Belle-Croix est située à l'intersection de la Route D142 et de la route forestière de Luxembourg. Cette dernière porte le nom de Luxembourg en hommage à François-Henri de Montmorency-Bouteville, duc de Piney-Luxembourg (1628-1695), plus connu sous le nom de maréchal de Luxembourg. Il fut surnommé le tapissier de Notre-Dame en raison du grand nombre de drapeaux ennemis pris par ses troupes sur les champs de bataille et qui décoraient la nef de la cathédrale Notre-Dame de Paris. Le maréchal de Luxembourg fut l’un des plus fameux chefs d’armée du XVIIIe siècle et le militaire le plus en vue de la partie centrale du règne de Louis XIV.
Le maréchal de Luxembourg Détruite en 1793, Belle-Croix fut réédifiée en 1827, mais sans
l'inscription de Tapereau. Abattue par une tempête en décembre 1911,
elle est rétablie en 1913 par les Amis de la Forêt de Fontainebleau.
À une centaine de mètre de Belle-Croix, le long d'un front de taille d'une carrière de grès, sur le
sentier Denecourt n°4, se trouve la Fontaine Maria. Cette fontaine fut creusée par Charles Colinet en 1891, elle est dénommée du prénom de sa femme : Maria Colinet (1851-1933). Elle fut la continuatrice de l'œuvre de Denecourt et de son mari après la mort de celui-ci en 1905. Elle assura l'entretien des sentiers et la publication des guides Denecourt-Colinet jusqu'en 1921. L'association du Touring Club de France prit le relais jusqu'en 1939. Depuis 1947, c'est l'Association des Amis de la Forêt de Fontainebleau qui a en charge l'entretien et le balisage des sentiers de la forêt.
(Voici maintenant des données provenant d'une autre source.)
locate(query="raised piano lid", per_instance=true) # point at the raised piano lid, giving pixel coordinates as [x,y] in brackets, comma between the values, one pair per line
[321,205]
Sur la paroi de grès de la fontaine, de petites vasques, en forme de nid d'oiseau, ont été aménagées pour recueillir l'eau suintante de la roche.
La Fontaine Maria.
La Fontaine Maria vers 1900.
Proche de la Fontaine Maria, se trouve la grotte aux Cristaux. Véritable curiosité naturelle, cette grotte fut découverte en 1771 par un carrier nommé Laroche. Le roi Louis XVI aurait fait le déplacement à Fontainebleau pour la voir. Mais ce n'est qu'en septembre 1850 qu'un ouvrier nommé Benoît révéla de nouveau la présence de cette voûte couverte de cristallisations de grès. Le lieu devint très vite populaire et les touristes affluaient pour la voir. Face à la recrudescence du vandalisme, l'administration combla la grotte. Elle fut rouverte et dégagée par Colinet en 1891 qui décida la pose de l'actuelle grille.
La Grotte aux Cristaux.
Autrefois, se trouvait près de la grotte aux Cristaux, une buvette du même nom. À l'emplacement de la buvette disparue, on trouve une roche de grès portant l'inscription gravée : « Germaine et Léon Édelé 1950. » Ce couple furent les derniers gérants de la buvette de la Roche aux Cristaux, Germaine est décédée en 1978 et Léon en 1982.
Germaine et Léon Édelé, derniers gérants de la buvette de la Grotte aux Cristaux.